My vote for the most beautiful quicksort is this Haskell one:`````` module Quicksort where quicksort (x:xs) = quicksort [ i | i <- xs, i < x ] ++ [x] ++ quicksort [ i | i <- xs, i >= x ] quicksort [] = []``````

 You're doing two filters with list comprehensions which you could switch with one span:`` quicksort (x:xs) = let (a, b) = span (< x) xs in (quicksort a) ++ [x] ++ (quicksort b)``
 You're doing two filters with list comprehensions which you could switch with one span:`````` quicksort (x:xs) = let (a, b) = span (< x) xs in (quicksort a) ++ [x] ++ (quicksort b) `````` Actually, this is incorrect. span will split the list as soon as it finds the predicate to be false on an item, instead of finding the smaller elements of the whole list. So, for instance, if we try your function as in the following, we get improper results:`````` > quicksort [1, 2, 3, 2, 1] [1,2,1,2,3] > quicksort [1, 2, 3, -2, -1] [1,2,-2,-1,3] > quicksort [1, 2, 3, -2, 0, -1] [1,2,-2,-1,0,3]``````
 Serves me right, should have tested the code before I submitted it. Just s/span/partition/ and it should work.

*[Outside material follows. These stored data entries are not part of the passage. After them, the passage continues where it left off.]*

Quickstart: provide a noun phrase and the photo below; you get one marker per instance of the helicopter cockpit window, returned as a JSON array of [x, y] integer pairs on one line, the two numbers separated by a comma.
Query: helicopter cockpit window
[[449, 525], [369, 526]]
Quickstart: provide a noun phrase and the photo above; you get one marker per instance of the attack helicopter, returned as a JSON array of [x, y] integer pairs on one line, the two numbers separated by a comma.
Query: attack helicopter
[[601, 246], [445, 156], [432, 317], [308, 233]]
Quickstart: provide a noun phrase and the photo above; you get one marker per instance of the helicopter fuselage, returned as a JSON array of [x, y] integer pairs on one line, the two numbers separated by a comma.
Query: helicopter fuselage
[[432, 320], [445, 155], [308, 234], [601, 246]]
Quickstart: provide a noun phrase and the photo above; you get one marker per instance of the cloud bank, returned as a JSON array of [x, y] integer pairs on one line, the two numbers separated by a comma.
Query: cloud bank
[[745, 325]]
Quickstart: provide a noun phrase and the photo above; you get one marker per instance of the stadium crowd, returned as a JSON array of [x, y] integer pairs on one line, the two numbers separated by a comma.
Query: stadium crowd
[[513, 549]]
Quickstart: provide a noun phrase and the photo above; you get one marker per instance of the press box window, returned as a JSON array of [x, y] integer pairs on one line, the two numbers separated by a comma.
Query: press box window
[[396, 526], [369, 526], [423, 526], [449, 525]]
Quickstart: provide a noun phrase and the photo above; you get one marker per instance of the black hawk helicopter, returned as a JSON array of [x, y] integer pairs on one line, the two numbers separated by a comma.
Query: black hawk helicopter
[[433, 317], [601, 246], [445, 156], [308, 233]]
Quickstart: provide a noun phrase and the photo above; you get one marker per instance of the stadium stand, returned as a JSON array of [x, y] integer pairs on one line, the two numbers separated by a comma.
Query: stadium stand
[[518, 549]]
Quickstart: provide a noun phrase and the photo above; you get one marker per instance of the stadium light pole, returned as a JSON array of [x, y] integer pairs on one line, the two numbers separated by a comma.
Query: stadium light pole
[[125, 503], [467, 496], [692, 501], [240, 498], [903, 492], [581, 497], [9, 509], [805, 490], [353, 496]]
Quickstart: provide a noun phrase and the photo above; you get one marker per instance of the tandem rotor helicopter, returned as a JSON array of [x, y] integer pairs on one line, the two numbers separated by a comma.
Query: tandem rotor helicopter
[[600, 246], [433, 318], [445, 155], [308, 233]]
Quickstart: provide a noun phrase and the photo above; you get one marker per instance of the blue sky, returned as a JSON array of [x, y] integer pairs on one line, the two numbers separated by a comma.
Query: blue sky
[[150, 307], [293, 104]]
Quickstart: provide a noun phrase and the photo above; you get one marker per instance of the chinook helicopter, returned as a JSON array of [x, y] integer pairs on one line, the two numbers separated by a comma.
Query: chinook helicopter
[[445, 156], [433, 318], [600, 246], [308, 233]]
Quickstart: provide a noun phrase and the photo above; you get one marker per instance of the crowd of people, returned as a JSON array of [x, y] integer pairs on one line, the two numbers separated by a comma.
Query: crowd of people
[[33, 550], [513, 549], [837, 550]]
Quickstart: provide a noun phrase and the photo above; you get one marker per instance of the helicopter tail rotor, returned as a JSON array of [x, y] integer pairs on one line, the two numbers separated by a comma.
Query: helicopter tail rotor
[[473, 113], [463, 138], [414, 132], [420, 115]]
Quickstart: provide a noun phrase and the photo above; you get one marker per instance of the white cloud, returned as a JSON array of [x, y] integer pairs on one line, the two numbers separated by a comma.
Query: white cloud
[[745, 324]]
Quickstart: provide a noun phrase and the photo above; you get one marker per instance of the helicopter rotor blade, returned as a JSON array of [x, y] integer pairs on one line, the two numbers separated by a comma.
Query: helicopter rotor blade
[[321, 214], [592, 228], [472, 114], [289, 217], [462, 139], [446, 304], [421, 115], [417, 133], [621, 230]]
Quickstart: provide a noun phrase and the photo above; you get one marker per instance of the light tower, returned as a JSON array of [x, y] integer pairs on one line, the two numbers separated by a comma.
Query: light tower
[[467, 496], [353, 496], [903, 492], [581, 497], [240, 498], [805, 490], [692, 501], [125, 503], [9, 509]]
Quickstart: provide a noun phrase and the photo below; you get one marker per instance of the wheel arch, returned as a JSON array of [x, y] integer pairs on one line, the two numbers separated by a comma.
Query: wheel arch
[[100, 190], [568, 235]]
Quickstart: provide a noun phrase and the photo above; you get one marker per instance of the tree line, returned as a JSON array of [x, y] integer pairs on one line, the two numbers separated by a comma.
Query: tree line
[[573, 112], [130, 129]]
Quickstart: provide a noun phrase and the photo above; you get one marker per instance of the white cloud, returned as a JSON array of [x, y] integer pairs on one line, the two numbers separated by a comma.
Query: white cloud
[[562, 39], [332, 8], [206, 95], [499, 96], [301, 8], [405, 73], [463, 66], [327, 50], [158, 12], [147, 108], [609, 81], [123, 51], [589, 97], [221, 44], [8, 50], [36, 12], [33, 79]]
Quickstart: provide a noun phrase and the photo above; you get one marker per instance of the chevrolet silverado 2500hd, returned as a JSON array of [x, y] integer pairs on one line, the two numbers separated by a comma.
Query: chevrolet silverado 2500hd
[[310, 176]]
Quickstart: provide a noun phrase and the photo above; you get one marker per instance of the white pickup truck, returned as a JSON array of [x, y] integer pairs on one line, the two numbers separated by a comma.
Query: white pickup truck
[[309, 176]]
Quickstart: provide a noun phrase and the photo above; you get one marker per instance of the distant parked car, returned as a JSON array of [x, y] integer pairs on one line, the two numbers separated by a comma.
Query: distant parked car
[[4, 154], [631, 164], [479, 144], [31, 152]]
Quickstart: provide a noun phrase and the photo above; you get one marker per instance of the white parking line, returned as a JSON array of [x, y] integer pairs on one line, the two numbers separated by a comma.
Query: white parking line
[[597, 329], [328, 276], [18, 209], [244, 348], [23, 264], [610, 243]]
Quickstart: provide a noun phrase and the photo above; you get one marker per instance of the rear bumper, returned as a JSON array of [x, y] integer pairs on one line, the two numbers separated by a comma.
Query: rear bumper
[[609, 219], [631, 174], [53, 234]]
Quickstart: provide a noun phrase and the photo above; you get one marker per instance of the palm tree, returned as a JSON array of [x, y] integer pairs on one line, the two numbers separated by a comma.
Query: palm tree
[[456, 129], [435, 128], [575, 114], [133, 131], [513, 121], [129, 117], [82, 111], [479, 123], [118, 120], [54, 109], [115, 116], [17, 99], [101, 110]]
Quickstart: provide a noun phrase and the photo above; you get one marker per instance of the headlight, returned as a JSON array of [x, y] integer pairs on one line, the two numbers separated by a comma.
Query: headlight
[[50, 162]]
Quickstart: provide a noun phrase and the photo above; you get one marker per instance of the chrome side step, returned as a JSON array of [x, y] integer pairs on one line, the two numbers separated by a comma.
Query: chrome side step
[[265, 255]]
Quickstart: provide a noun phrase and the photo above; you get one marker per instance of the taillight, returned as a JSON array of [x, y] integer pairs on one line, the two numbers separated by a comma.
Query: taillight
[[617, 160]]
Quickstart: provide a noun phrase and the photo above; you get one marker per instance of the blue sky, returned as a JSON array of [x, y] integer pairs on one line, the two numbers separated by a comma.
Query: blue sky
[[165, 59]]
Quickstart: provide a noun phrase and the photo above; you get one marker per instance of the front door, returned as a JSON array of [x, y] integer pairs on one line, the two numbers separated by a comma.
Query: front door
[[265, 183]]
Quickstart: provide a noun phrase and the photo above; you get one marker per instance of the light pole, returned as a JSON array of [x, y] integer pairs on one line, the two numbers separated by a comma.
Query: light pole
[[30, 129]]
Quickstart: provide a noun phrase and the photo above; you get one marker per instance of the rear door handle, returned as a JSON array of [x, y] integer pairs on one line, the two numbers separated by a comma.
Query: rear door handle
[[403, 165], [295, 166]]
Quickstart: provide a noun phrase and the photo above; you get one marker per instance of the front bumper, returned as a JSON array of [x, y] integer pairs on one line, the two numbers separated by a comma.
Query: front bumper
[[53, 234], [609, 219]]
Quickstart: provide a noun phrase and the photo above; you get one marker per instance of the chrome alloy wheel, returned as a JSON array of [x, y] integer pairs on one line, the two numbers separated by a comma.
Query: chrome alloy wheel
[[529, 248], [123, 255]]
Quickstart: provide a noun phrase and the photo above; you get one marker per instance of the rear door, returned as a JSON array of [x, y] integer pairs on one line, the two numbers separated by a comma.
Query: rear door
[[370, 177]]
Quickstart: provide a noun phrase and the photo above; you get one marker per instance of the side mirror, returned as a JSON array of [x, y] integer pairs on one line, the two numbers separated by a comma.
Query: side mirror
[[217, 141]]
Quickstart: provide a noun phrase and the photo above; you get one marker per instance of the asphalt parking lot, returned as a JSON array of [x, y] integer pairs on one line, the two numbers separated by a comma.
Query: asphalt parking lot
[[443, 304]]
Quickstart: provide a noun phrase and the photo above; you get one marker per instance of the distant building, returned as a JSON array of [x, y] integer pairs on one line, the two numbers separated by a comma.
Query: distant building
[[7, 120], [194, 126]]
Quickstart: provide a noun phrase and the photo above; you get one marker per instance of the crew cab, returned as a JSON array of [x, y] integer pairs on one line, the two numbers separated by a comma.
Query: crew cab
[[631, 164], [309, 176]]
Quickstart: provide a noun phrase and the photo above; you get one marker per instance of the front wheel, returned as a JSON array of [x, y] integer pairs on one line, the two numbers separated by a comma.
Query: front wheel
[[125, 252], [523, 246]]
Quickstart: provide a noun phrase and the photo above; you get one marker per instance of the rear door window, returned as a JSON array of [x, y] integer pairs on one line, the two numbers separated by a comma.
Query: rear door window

 Nearly identical implementation in Erlang:`````` qsort([]) -> []; qsort([Pivot|Rest]) -> qsort([ X || X <- Rest, X < Pivot]) ++ [Pivot] ++ qsort([ X || X <- Rest, X >= Pivot]). `````` More: http://en.literateprograms.org/Category:Quicksort
 In this paper they show how to do something like this in CL. http://rali.iro.umontreal.ca/Publications/urls/LapalmeLispCo...`````` (defun qsort (ax) (and ax (let ((a (car ax)) (x (cdr ax))) (append (qsort [y (y <- x) (< y a)]) (list a) (qsort [y (y <- x) (>= y a)]))))) `````` If you want the x:xs stuff you could load fare-matcher and write something like:`````` (defun qsort (l) (ematch l (nil nil) ((cons x xs) (append (qsort [ i (i <- xs) (< i x) ]) (list x) (qsort [ i (i <- xs) (>= i x) ])))))``````
 A more clear and equally useless code:`````` qsort [] = [] qsort (x:xs) = qsort (filter (< x) xs) ++ [x] ++ qsort (filter (>= x) xs)``````
 Wow. That's so beautiful and elegant! Thanks for sharing! I added it to my article!
 It's also too inefficient to belong anywhere in the vicinity of working code.Beautiful, elegant, useless. Maybe that should be the Haskell motto.